One compelling argument lies in the way you query relational data versus the way you query graph data. SQL works well when querying data with well defined, node-to-node relationships. For example if you have a table of employees, it is very easy to create a JOIN that will allow you to retrieve an employee and their manager, joined on a manager serial number field. This becomes much more difficult if you want to do something as simple as retrieving an employee's manager chain (especially in large companies). In SQL this would require either a series of queries, or essentially a recursive JOIN. It is possible to do, but messy and potentially slow.

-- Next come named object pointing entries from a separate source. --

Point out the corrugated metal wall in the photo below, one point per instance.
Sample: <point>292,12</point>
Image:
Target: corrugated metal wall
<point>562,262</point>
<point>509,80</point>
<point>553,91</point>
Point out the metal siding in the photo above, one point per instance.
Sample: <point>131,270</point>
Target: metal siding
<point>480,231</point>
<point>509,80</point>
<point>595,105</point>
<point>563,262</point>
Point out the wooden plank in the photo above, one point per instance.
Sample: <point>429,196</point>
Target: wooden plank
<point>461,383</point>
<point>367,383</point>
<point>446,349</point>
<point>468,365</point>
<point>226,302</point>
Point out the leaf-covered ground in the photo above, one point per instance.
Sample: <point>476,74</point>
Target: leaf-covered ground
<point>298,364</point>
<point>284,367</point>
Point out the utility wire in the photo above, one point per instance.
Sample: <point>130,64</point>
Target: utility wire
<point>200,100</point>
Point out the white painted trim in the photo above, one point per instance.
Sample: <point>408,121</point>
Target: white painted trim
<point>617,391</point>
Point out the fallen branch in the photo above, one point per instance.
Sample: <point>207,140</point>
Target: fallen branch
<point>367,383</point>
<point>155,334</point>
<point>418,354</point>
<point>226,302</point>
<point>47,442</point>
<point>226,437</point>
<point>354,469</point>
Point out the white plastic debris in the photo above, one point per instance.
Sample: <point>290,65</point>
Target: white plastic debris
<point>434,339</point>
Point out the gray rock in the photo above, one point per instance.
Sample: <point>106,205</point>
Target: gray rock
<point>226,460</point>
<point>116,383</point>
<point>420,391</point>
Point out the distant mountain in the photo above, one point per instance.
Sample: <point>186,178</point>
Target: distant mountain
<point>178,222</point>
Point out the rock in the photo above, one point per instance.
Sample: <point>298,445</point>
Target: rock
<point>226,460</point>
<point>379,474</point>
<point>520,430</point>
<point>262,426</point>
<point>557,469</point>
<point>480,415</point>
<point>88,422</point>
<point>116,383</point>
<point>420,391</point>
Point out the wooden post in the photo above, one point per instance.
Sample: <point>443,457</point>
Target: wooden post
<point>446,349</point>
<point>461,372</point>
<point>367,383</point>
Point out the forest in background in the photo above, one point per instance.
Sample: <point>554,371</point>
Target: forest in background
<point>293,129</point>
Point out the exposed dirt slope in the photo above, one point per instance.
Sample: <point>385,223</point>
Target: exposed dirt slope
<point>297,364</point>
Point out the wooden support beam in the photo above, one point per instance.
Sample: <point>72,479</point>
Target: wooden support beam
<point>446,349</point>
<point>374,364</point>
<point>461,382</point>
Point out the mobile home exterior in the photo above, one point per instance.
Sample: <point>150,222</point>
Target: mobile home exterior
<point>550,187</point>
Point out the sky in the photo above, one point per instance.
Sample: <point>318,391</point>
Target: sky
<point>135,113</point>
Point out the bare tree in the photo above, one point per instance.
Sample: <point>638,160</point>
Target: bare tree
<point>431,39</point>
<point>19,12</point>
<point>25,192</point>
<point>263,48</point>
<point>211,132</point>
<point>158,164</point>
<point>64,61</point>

This becomes even more problematic as you model domains where each node has many relationships with many different types of nodes. Take, for example, an online store that has social data connected to it. You would have customers, their relationships with each other, and their purchases and relationships between their purchases (such as X items were bought together). Using this data you could provide personalized suggestions, such as "many of your friends have bought this item recently, and also bought it with this other item". In SQL you would need to union multiple joins against the customer's friends, their purchases and between the purchases.
With a graph-type query, it becomes much simpler, where you start at the customer node, fan out to friend nodes of a certain depth (friends or friends-of-friends) and count up distinct sets of recent purchases.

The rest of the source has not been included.